August 6, 2019

President Trump on Monday called for mental health care reform in the wake of mass shootings that occurred over the weekend—but some health care groups are pushing back, and instead calling on policymakers to reform the United States' gun laws.

Two mass shootings

On Saturday morning, a gunman entered a Walmart at a shopping center in El Paso armed with an A.K.-47-style rifle and began firing, killing 22 people and injuring 24. Police have one suspect—Patrick Crusius, age 21—in custody.

According to Greg Allen, chief of the El Paso Police Department, officials are exploring potential capital murder chargers for Crusius, who surrendered to police. The FBI is reviewing evidence to determine whether the shooting was a hate crime, a separate federal crime, or an act of domestic terrorism.

Officials also are investigating an anti-immigrant manifesto posted online to determine whether it was posted by Crusius.

Then, early Sunday morning, Connor Betts, age 24, allegedly opened fire with a .223-caliber high-capacity rifle at a popular entertainment district in downtown Dayton, according to Richard Biehl, Dayton police chief. Ten people were killed, including Betts, and at least 37 were injured.

According to Biehl, local police were in the area when they heard gunfire and engaged Betts within about 20 seconds. "The threat was neutralized at approximately 30 seconds of the suspect firing his first shot," Biehl said. Betts was killed by police fire.

Authorities have said there is no evidence so far of the shooting being a bias crime, though Biehl added that authorities "do not have sufficient information" to determine a motive.

Trump calls for mental health care reform

Trump in a televised address on Monday said the United States needs to reform its mental health care laws to address the rise in mass shootings in the country.

Trump said, "We need to reform our mental health laws to better identify mentally disturbed individuals who may commit acts of violence, and make sure those people not only get treatment but if necessary, involuntary confinement." He added, "Mental illness pulls the trigger, not the gun."

A White House spokesperson did not respond to a request for comment to clarify what kind of mental health care reform Trump is seeking.

Observers push back on Trump's call for mental health care reform

But several observers on Monday pushed back on Trump's comments, saying there is no link between mental illness and this weekend's mass shootings.

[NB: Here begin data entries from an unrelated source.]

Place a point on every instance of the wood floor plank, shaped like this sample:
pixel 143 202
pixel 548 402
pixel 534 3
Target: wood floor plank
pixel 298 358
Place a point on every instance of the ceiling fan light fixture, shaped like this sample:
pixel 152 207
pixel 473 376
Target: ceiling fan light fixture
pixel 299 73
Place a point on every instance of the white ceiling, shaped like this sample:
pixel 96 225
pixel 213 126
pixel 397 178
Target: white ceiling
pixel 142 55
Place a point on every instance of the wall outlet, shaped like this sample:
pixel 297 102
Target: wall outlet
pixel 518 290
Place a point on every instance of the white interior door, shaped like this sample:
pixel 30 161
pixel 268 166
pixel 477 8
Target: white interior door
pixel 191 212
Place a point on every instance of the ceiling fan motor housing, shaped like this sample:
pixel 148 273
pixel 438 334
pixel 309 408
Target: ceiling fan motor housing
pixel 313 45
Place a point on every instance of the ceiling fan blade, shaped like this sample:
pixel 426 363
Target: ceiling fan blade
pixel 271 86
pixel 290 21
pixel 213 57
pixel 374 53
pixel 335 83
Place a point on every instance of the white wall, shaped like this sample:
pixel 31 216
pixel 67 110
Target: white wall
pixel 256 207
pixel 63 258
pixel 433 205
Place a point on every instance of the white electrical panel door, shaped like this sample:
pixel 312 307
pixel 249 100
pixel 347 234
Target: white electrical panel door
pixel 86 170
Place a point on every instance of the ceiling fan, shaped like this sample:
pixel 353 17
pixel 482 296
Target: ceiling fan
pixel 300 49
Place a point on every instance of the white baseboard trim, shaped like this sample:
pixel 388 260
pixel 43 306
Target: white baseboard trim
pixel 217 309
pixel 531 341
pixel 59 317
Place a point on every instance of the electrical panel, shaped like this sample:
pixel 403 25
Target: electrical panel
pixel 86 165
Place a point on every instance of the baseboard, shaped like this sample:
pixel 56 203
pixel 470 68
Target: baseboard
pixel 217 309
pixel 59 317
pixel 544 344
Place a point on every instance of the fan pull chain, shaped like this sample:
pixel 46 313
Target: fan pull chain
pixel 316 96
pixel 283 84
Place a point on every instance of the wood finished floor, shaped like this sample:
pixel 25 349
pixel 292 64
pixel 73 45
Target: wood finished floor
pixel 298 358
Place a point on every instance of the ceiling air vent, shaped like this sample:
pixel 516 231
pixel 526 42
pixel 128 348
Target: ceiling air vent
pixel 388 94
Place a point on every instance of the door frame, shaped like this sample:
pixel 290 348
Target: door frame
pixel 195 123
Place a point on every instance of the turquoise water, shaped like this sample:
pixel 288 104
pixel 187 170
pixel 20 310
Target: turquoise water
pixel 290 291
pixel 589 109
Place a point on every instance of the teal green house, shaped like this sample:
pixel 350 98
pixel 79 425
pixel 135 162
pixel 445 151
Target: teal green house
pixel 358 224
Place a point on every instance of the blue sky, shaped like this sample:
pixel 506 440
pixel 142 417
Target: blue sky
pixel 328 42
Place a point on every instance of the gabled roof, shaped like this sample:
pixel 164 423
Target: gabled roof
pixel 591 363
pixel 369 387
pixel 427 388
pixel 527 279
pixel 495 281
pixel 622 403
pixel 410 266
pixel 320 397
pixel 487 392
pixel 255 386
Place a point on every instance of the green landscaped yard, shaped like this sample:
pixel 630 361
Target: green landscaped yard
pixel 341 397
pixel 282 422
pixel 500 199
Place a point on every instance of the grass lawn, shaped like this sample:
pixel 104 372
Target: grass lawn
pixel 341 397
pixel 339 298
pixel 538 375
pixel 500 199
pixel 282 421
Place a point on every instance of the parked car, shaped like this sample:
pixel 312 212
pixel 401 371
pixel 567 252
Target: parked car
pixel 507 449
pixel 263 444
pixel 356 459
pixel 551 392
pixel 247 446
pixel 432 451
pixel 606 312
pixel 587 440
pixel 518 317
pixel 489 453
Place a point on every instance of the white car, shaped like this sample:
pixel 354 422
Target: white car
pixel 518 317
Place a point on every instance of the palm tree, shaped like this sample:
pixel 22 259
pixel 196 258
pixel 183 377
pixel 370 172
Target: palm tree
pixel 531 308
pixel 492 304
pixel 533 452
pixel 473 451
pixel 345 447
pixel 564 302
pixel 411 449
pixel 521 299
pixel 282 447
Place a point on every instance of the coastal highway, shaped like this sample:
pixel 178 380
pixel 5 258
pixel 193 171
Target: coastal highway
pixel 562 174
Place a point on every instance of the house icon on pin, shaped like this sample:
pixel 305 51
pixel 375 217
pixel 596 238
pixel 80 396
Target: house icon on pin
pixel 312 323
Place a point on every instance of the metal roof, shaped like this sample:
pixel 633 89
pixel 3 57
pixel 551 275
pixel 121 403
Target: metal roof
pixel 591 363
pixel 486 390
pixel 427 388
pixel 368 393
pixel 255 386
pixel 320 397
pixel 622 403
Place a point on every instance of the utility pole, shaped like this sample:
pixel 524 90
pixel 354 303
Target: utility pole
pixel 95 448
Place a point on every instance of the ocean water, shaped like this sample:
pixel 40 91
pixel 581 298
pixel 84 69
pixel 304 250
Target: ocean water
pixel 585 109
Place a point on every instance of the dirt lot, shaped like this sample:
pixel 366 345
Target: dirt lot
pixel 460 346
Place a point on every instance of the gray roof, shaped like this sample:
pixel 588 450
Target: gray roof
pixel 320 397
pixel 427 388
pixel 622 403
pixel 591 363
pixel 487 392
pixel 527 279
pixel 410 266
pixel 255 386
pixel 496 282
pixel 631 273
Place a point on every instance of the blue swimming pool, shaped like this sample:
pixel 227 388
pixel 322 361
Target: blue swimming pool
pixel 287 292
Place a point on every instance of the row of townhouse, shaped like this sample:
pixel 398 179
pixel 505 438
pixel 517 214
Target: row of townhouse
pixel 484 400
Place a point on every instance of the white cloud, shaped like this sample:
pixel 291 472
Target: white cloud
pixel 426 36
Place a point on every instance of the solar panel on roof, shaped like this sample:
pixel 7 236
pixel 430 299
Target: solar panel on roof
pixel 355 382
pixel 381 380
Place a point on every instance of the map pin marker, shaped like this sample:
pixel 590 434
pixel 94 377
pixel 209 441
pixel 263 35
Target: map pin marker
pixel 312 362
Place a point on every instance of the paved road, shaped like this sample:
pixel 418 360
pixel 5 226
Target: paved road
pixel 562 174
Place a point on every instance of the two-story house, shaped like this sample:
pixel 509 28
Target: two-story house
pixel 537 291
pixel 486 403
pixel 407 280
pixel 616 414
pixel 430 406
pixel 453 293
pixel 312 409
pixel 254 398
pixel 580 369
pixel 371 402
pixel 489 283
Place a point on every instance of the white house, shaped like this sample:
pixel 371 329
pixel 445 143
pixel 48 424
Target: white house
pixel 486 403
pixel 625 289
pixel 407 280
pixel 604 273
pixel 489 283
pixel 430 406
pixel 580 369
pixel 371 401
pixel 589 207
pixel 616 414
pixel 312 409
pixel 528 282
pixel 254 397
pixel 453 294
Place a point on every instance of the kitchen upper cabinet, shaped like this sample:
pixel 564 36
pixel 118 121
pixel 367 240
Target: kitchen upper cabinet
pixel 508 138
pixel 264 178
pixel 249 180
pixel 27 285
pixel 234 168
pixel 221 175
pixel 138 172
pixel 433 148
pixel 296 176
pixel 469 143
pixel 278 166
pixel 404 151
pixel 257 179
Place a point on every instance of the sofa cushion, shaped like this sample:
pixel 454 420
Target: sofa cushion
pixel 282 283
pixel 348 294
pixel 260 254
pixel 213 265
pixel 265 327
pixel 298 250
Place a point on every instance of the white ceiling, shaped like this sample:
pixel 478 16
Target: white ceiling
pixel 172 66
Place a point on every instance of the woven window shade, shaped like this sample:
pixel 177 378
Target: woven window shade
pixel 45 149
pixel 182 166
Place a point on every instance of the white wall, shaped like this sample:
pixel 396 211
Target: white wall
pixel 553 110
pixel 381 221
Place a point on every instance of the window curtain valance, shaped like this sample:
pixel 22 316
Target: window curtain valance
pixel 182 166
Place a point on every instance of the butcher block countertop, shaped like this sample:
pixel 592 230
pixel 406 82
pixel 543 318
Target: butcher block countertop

Paul Gionfriddo, CEO of Mental Health America, said, "There is no correlation, no relationship between these incidents and anything mental health-related at all. It's not helpful to conflate mental illness with violence, or with hatred or racism, either in the short run or the long run."

Separately, Rosie Phillips Davis, president of the American Psychological Association, said, "Routinely blaming mass shootings on mental illness is unfounded and stigmatizing. Research has shown that only a very small percentage of violent acts are committed by people who are diagnosed with, or in treatment for, mental illness."

Policymakers instead should look to reform the United States' gun laws, Davis said. "The rates of mental illness are roughly the same around the world, yet other countries are not experiencing these traumatic events as often as we face them. One critical factor is access to, and the lethality of, the weapons that are being used in these crimes. Adding racism, intolerance and bigotry to the mix is a recipe for disaster," she said.

Patrice Harris, president of the American Medical Association (AMA), on Sunday also called on U.S. lawmakers to address gun violence. "Common-sense steps, broadly supported by the American public, must be advanced by policymakers to prevent avoidable deaths and injuries caused by gun violence. We must also address the pathology of hatred that has too often fueled these mass murders and casualties," she said.

AMA in the past has supported a number of proposals aimed at curbing gun violence, including conducting more thorough background checks, launching gun buy-back programs, and funding research on gun violence. Harris said, "We see the victims in our emergency departments and deliver trauma care to the injured, provide psychiatric care to the survivors, and console the families of the deceased. The frequency and scale of these mass shootings demands action" (Luthi, Modern Healthcare, 8/5; Weixel, The Hill, 8/5; Rappleye, Becker's Hospital Review, 8/5; Diamond, "Pulse," Politico, 8/6).